Artem Dvorskiy, twenty-eight, said a first-person view aerial device ripped a minor injury in his leg.

A different casualty, 38-year-old Pavlo Filipchuk, said a drone blast had left him with concussion. “My position was in a dugout. It suddenly became black. I lost sensation any feeling or any sound,” he explained. “I believe I was fortunate to survive. A relative has been killed. There are continuous explosions.” A builder employed in a neighboring country, Filipchuk noted he had returned to Ukraine and enlisted to serve days before Vladimir Putin’s large-scale attack in February 2022.

Another military member, a serviceman, had been hit in the upper body. He expressed pain as medical staff laid him on a medical cot, took off a bloody bandage and cleaned his two-day-old shrapnel wound. Wrapped in a foil blanket, he used a cellphone to ring his sister. “A fragment of artillery struck me. It was a deflected projectile. My condition is stable,” he informed her. What were his plans now? “To get better. This may require a several months. Subsequently, to return to my unit. Our forces has to defend our nation,” he affirmed.

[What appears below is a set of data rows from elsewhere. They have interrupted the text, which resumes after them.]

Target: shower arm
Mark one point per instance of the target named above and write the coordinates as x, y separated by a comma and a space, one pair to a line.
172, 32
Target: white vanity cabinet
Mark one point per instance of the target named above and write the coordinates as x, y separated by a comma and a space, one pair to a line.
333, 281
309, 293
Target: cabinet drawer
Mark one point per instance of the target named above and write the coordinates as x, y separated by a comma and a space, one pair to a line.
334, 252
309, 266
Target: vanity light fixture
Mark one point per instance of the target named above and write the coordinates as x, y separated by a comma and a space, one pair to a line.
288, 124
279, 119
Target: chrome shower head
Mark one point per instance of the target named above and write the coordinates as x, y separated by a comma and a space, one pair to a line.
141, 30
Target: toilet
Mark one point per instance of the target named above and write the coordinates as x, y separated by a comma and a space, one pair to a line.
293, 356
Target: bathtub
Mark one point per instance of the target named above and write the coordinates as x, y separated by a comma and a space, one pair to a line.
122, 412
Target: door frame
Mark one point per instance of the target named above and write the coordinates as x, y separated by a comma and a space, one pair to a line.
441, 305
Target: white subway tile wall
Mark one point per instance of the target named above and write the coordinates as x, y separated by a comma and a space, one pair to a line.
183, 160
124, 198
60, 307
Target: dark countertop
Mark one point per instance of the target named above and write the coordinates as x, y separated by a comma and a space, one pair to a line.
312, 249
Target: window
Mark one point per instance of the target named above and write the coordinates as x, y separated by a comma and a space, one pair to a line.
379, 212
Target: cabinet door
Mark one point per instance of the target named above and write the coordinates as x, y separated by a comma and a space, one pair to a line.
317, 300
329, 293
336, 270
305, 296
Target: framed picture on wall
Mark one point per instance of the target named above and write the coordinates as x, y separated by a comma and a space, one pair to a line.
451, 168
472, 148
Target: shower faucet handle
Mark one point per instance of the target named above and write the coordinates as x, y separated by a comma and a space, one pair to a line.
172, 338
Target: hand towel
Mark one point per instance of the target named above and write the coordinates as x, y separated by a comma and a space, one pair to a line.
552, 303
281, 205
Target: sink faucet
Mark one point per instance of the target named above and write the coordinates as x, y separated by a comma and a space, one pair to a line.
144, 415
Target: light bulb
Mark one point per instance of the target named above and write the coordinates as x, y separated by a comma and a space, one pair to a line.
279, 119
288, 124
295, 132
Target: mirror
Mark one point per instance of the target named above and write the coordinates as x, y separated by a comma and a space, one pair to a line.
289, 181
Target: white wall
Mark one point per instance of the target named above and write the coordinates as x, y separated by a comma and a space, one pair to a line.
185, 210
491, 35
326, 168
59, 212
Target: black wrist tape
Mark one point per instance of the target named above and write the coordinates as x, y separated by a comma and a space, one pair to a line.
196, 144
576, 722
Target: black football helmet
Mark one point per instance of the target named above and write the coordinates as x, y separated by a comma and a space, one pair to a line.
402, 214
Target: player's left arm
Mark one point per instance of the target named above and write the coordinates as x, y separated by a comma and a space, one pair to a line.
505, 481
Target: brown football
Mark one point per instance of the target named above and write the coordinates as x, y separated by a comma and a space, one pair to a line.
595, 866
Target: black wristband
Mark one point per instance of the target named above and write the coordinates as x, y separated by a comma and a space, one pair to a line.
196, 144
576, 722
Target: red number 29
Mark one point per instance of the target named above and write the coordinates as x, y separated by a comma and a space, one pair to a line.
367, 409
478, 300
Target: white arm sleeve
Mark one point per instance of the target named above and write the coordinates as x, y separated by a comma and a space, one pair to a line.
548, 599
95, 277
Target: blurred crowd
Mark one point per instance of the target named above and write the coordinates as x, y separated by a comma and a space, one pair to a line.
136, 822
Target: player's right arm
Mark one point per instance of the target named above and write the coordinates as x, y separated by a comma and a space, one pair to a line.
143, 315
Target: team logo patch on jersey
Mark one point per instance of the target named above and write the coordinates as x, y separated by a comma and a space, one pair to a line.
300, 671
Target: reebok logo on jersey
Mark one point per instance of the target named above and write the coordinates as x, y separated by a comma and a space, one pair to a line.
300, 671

Medical staff treat Taras Mykolaichuk, who was injured in the dorsal area by a fragment of artillery shell.

Since 2022, Russia has repeatedly attacked hospitals, health facilities, maternity wards and emergency vehicles. Per international monitors, over two hundred health workers have been fatally attacked in almost two thousand assaults. This subterranean hospital is constructed from multiple steel bunkers, with timber beams, soil and sand placed above up to the surface. It is designed to resist direct hits from large-caliber projectiles and even multiple 8kg TNT charges released by drone.

The Ukrainian steel and mining company, which financed the building, plans to build 20 facilities in all. The head of Ukraine’s national security council and former defence minister, the official, declared they would be “vitally important for saving the survival of our military and assisting defenders on the frontline.” The company referred to the initiative as the “largest-scale and demanding” it had implemented since the enemy's military offensive.

An example of the facility's surgical rooms.

Holovashchenko, said certain injured soldiers had to wait many hours or even multiple days before they could be transported due to the danger of aerial attacks. “Our facility received two severely injured patients who came at the early hours. I had to carry out a removal of both limbs on one of them. The soldier's bleeding control device had been on for so long there was no alternative.” How did he cope with traumatic operations? “I’ve been medicine for two decades. One must focus,” he said.

Medical assistants transported the soldier through the tunnel and into an ambulance. The transport was parked under a shrub. He and the other military members were taken to the city of Dnipro for additional medical care. The underground hospital staff took a break. The facility's ginger cat, Vasilevs, padded toward the entrance to greet the next arrivals. “Our facility operates active around the clock,” Holovashchenko stated. “It doesn’t stop.”

Courtney Robinson
Courtney Robinson

A former casino floor manager turned slot analyst, Mikael shares data-driven insights to help players make smarter betting decisions.